[JURIST] US District Court for the District of Utah [official website] on Friday ruled [opinion, PDF] that Utah’s constitutional and statutory bans on same-sex marriage violate due process and equal protection guaranteed by the Fourteenth Amendment [text] to the US Constitution. Constitutional Amendment 3 [Ballotpedia backgrounder], which amended Utah’s constitution to define marriage as a “legal union between a man and a woman” and eliminated recognition of any other form of marriage, was passed by a referendum vote in 2004. US Judge Robert Shelby ruled that this amendment, as well as two state statutes that prohibit same-sex couples from marrying, violate the US Constitution and rejected the state’s asserted legitimate government interest in protecting traditional marriage. He stated that
Rather than protecting or supporting the families of opposite-sex couples, Amendment 3 perpetuates inequality by holding that the families and relationships of same-sex couples are not now, nor ever will be, worthy of recognition. Amendment 3 does not thereby elevate the status of opposite-sex marriage; it merely demeans the dignity of same-sex couples.
The state began issuing marriage licenses to same-sex couples the day the ruling was issued. The state attorney general’s office has stated its intention to appeal [LA Times report] the ruling.

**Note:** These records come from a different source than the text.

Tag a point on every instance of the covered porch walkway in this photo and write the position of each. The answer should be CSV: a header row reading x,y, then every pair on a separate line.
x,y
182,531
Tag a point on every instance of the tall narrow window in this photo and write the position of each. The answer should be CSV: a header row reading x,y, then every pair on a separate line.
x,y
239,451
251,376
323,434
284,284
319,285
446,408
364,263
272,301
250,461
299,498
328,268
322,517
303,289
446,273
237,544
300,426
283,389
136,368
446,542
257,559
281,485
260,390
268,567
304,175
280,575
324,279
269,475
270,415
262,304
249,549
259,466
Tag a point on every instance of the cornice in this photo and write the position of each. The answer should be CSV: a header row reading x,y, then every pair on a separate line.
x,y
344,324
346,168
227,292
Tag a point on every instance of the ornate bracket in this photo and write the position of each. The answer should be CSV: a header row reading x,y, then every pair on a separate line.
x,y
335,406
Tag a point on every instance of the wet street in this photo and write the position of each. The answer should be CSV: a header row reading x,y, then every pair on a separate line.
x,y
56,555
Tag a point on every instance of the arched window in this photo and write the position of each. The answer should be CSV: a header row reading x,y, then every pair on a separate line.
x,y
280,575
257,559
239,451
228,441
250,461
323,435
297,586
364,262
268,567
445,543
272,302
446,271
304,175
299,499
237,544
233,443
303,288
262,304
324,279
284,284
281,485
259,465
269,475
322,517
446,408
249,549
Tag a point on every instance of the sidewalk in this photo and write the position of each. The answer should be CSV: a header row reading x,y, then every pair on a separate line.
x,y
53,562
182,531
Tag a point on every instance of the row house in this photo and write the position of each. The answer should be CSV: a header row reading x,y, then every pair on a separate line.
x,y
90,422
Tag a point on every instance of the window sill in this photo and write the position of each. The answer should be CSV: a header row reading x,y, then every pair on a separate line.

The rights of same-sex couples has been a controversial issue in the US and internationally. The same day as the Utah ruling was issued, the Uganda parliament passed a bill limiting the rights of same-sex couples and imposing a penalty of up to life imprisonment [JURIST report] for involvement in homosexual relationships. Earlier that week, New Mexico’s high court ruled that it is unconstitutional [JURIST report] to deny same-sex couples the right to marry. The same week, the US executive branch announced that it would begin processing Social Security payments [JURIST report] to surviving couples in accordance with a US Supreme Court ruling [JURIST report] issued this summer which struck down the Defense of Marriage Act [text], a federal statute that defined marriage as a legal union between a man and a woman for all federal purposes and refused to recognize any other type of marriage.